Time Warp
Discovery Channel
8-9pm Wednesdays
MIT PhD student Jeff Lieberman is the star of the new Discovery Channel series Time Warp, which showcases everyday events in slow motion, then explains the science behind what we’re seeing. Lieberman is the science guy, revealing how everything works; his co-host Matt Kearney is the video guy, capturing activities in super slow motion. While the show covers many exciting occurrences, from car crashes to water balloons, it’s the motive behind the show—to motivate viewers to analyze what they observe—that’s even more enthralling, and Lieberman himself is clearly very invested in this motive.
Lieberman, who already holds two bachelor's and master's degrees, has always been interested in the scientific side of things. He laments, however, that most people don’t see themselves as capable of—or even interested in—understanding science and its ability to reveal how things work. He asserts with enthusiasm, “All of us are scientists automatically. The fact that you can walk means you’re doing one of the most difficult dynamic balancing systems in the world—it’s just that we don’t necessarily have the theoretical background to analyze it.”
And that theoretical background is often determined early on. Lieberman laments, “I think by the time you get into third grade you’ve decided whether you’re going to be a math/science person or not, and that’s because your teachers have kind of told you, and that’s a really sad failing.” Most of us who have ended up in literary careers can relate to this tale of tracking. A bad grade in fractions doomed us to a life of laptop-tapping; a lucky laboratory experiment put our friends in line for laboratory jobs. It’s a big gap.
Lieberman doesn’t expect everybody to become a scientist, but he does hope that his show, and others like it (such as Mythbusters and How It’s Made), will help people regain that fundamental scientific trait: curiosity. If we don’t wonder, we’ll never discover, and Lieberman is all about promoting that sense of wonder. He laments that most people don’t understand how objects around them really work, and they don’t even think about what they don’t understand. Science is not often at the forefront of our lives, but television is one way to put it there. And, as Lieberman puts it, “The power of showing someone something instead of telling someone something is amazing.”
Tune in tonight for Time Warp, and find more Lieberman after the jump.
And Lieberman shows us things in other ways beyond his television show. He’s been involved in complex robotic and mechanical art projects for years, not to mention more traditional photography endeavors. His most recent major undertaking, Absolut Quartet, is a musical-mechanical collaboration between Lieberman and Dan Paluska. Absolut Quartet takes in a user’s input of notes, then makes it into an entire symphony, reproducing the notes in sequence using various mechanical devices, mostly robot arms that fling rubber balls against keyboards to create the appropriate sound. Such an undertaking is obviously complex, but Lieberman is quick to note that it would have been even more so without help, saying the Quartet would have required “a million times as much work” if it had been just himself and Paluska.
In addition to promoting scientific curiosity, Lieberman wants to “try to make people realize how amazing it is to collaborate,” because there’s no way any of us can be as much alone as we are together.
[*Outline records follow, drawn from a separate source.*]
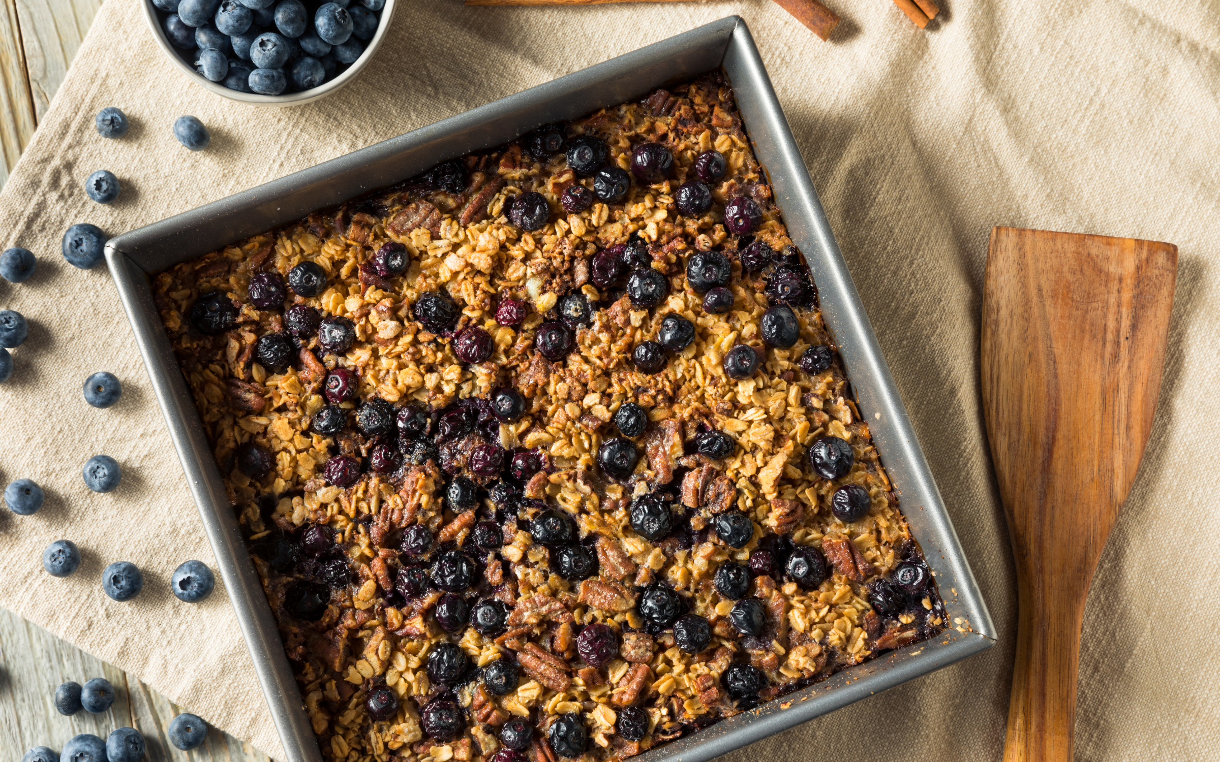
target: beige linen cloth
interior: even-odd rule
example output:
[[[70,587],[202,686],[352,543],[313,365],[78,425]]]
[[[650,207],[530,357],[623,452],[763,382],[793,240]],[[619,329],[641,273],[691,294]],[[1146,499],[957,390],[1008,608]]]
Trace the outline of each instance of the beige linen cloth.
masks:
[[[1131,235],[1180,247],[1165,379],[1143,468],[1102,557],[1085,616],[1077,760],[1208,760],[1220,742],[1220,2],[947,0],[916,29],[888,0],[826,0],[844,17],[817,40],[766,0],[467,9],[399,0],[384,46],[320,102],[255,109],[209,94],[152,44],[138,0],[107,0],[2,194],[0,244],[39,257],[0,307],[29,339],[0,385],[0,483],[48,494],[0,511],[0,605],[140,675],[272,756],[278,739],[223,590],[172,597],[178,563],[214,563],[105,267],[78,271],[60,238],[111,234],[422,127],[704,22],[749,22],[814,185],[893,369],[1000,633],[981,656],[759,741],[732,760],[997,760],[1015,591],[980,411],[980,297],[993,224]],[[104,140],[94,115],[132,121]],[[193,113],[212,133],[173,139]],[[110,206],[82,188],[109,168]],[[87,374],[122,401],[93,410]],[[122,463],[89,493],[85,460]],[[39,566],[59,538],[81,571]],[[117,604],[101,568],[134,561],[144,593]]]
Even projects that Lieberman completed by himself—such as art projects like an electromagnetically suspended light bulb—aren’t meaningful without viewer response, something that Lieberman also finds important in his show. Instead of watching his show, he prefers to “watch people’s reactions” to it, learning from their behavior what they respond to and how the show could become better. Lieberman says, “The show is important because of the potential to reach so many people. It’s something that I don’t take lightly.” Likewise, of his work with robots, Lieberman emphasizes, “I’m much more concerned about people than I am about robots. The robots are a tool” to create devices that can help humanity. The question to ask is, not how great are these new technologies, but “What new things can happen with these technologies?”
In keeping with his desire to help others, Lieberman laments our inability to understand the scope of the global warming crisis, saying that we need to act quickly if we’re to redirect our future. He describes the difficulty humans have in understanding events on a large scale, saying that we can best understand measurements from 1mm to 100meters, making it difficult to comprehend the enormity of the environmental problems we face. Perhaps with a little more scientific curiosity and ingenuity, however, we could come to confront our situation head-on.
“The thing that I think about probably more than anything is that we have all the ability to stop all the problems we have right now in the world,” from the energy crisis to poverty and homelessness, “and it’s not our priority,” says Lieberman.